Beta was a big step for me, but all of my readers were friends (some closer than others, but still). Committing to publish, traditionally or otherwise, is committing to dropping this book into a sea of strangers who will have every right to pick it to pieces or ignore it.

And I am afraid.

We watched a movie this morning: Queen to Play (Joueuse is the original French title). In many ways it’s a predictable story; but it’s so well-acted and well-told, it doesn’t matter. At one point Kevin Kline’s character is explaining to our heroine that his late wife, a talented painter, never risked putting her work out there: “Her fear was greater than her talent.” Later our heroine says to him that if you try, you may lose, but if you don’t try, you lose every day. This kind of thing works in the film, because we know where it’s going. We know the heroine has talent, and we know that by the end of the film her talent will be recognized.
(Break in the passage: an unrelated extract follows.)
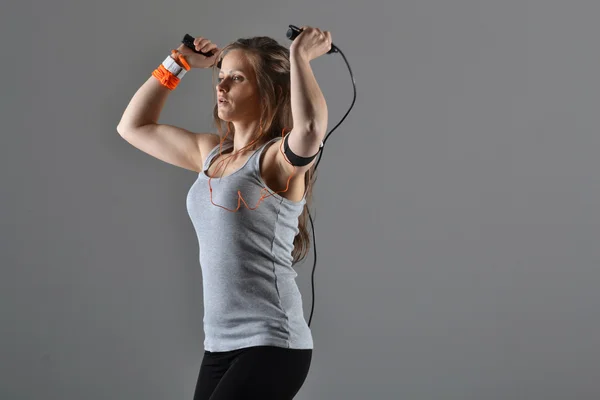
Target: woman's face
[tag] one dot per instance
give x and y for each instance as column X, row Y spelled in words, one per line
column 237, row 85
Good quotes. Words to live by. But not everybody is talented. Not everybody wins. Some people try…and they’re just not very good.

I’ve got enough of an ego that I can brush off a certain amount of that. I’m clear, too, that art is subjective, and there will always be people who dislike an artist. (And don’t we pile on to those artists who are universally popular, accusing them of being shallow, of having no staying power?) There will be people who hate this book I’ve written (although I kind of hope those people don’t bother picking it up to begin with). I tell myself that’s OK – really, did I think I was writing a book for seven billion people?

I fear being so demoralized by some random comment that I find myself unable to write.

That is foolish. I know it. Writing is too much a part of me to give it up. Without it, I’d shrink up into a little dried thing. And that’s exactly why I am afraid: I can tell myself, from this side of it, that I will brush off rejection and criticism and sit down and write tomorrow just like I wrote yesterday – but what if I don’t? What if I am weak, and I let that criticism cut off that part of my life?

See? Fear. Irrational, baseless, procrastination-inducing fear. I’ve been writing more than forty years – random strangers are going to get me to stop? Please. They may get me to stop publishing, but the writing will keep happening. Even if it’s lousy.

Why am I doing this? Why am I finishing this book, and working on the next one, and thinking about what happens after that?

Because it’s fun.

The other thing I tell my daughter, when she worries about death, is that she shouldn’t throw away today for fear of tomorrow. I’m not sure she understands yet what I mean by that. Any explanation I make would probably make her feel worse: That all we know we have is this day, this moment. Wasting time worrying about what we cannot change steals this moment from us – and we don’t get it back.

So I will try to remember that I write for fun, and if I can find other people who get some fun out of my stories – wonderful. But if I don’t? I will do my very best to keep having fun, all on my own.